Se me ocurrió una idea.
—¿Quieres ir al Museo de Historia Natural? Entre semana no habrá tanta gente.
—No, gracias. Estudiaré un poco. ¿Quieres saber si es niño o niña?
No comprendía la utilidad de tal información en este momento, salvo para orientar a los padres en la compra de productos específicos del género en cuestión, algo que, sin duda, Rosie consideraría sexista. Mi madre ya me había preguntado de qué color tenía que comprar los patucos.
—No —respondí. Debido a la práctica, soy más competente a la hora de interpretar las expresiones de Rosie que las de otras personas. Enseguida detecté tristeza o decepción; claramente una respuesta negativa—. He cambiado de opinión. Sí. ¿Qué es?
—No lo sé. Podían decírmelo, pero no quise saberlo.
Rosie había ideado una sorpresa para ella misma. Solucionaba el problema de los calcetines.

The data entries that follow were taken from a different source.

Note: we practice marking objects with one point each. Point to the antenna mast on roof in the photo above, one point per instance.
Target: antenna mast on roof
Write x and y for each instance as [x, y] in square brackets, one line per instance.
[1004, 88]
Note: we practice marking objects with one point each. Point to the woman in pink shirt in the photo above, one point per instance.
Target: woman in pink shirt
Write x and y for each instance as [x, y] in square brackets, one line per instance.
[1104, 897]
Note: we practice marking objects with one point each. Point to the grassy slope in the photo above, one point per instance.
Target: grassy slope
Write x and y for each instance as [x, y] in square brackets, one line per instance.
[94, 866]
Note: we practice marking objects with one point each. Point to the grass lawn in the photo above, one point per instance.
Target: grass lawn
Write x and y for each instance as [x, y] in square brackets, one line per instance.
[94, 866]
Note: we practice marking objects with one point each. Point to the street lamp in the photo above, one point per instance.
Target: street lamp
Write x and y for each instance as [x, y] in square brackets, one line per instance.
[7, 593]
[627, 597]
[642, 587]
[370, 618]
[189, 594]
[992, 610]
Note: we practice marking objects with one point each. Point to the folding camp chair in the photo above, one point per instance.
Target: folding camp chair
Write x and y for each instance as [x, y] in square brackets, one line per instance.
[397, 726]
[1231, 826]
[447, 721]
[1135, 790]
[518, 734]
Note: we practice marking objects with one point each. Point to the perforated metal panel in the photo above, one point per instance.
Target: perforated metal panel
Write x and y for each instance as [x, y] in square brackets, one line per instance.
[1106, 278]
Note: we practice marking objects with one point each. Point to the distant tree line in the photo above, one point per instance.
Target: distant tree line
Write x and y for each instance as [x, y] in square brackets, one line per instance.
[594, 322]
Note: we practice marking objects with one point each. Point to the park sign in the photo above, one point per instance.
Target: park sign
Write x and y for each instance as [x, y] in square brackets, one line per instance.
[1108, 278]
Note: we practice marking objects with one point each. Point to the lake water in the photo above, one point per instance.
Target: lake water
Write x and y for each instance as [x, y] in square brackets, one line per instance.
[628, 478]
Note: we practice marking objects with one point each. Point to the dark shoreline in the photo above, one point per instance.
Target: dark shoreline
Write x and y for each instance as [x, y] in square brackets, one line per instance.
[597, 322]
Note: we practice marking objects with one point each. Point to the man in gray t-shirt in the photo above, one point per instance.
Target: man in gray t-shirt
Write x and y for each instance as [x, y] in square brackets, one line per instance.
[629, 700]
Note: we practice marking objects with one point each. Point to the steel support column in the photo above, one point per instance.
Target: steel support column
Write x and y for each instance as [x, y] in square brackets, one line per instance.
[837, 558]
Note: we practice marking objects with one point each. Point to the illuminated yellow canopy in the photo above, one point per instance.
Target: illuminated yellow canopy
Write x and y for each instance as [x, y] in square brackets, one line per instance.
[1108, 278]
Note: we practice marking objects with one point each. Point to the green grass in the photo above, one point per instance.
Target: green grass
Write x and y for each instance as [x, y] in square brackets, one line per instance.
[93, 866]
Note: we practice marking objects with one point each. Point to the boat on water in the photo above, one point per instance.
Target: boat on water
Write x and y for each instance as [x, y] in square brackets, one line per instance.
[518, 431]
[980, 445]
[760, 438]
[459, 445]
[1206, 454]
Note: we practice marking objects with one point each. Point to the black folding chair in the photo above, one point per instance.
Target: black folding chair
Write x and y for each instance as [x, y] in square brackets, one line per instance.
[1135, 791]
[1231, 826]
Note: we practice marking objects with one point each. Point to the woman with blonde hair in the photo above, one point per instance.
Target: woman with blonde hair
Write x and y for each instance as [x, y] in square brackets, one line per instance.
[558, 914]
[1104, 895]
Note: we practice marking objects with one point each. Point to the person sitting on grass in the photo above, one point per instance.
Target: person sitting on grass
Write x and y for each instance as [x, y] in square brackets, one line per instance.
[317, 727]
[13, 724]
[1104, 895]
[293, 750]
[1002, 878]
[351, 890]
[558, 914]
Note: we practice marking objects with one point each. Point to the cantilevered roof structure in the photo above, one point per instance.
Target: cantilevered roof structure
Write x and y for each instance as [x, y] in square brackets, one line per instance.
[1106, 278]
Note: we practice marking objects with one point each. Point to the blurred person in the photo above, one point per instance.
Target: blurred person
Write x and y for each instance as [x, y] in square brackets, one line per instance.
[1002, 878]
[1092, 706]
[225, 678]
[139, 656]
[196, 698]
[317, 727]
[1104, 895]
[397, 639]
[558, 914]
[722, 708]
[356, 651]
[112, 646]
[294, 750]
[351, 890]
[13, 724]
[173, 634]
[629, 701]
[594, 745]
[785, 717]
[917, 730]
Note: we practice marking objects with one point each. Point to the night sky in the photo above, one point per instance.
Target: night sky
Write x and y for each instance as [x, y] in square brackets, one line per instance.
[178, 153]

Fui a buscar mi mochila al baño-despacho. Cuando salía, Rosie me detuvo, me cogió la mano y me la puso en su barriga, que ahora estaba ostensiblemente distendida.
—Fíjate, da patadas.
Lo percibí y confirmé el hecho. Hacía tiempo que no tocaba a Rosie, y mi cerebro registró de inmediato la idea de comprar un café cargado y un muffin de arándanos. Pero ambos estaban en la Lista de Sustancias Prohibidas.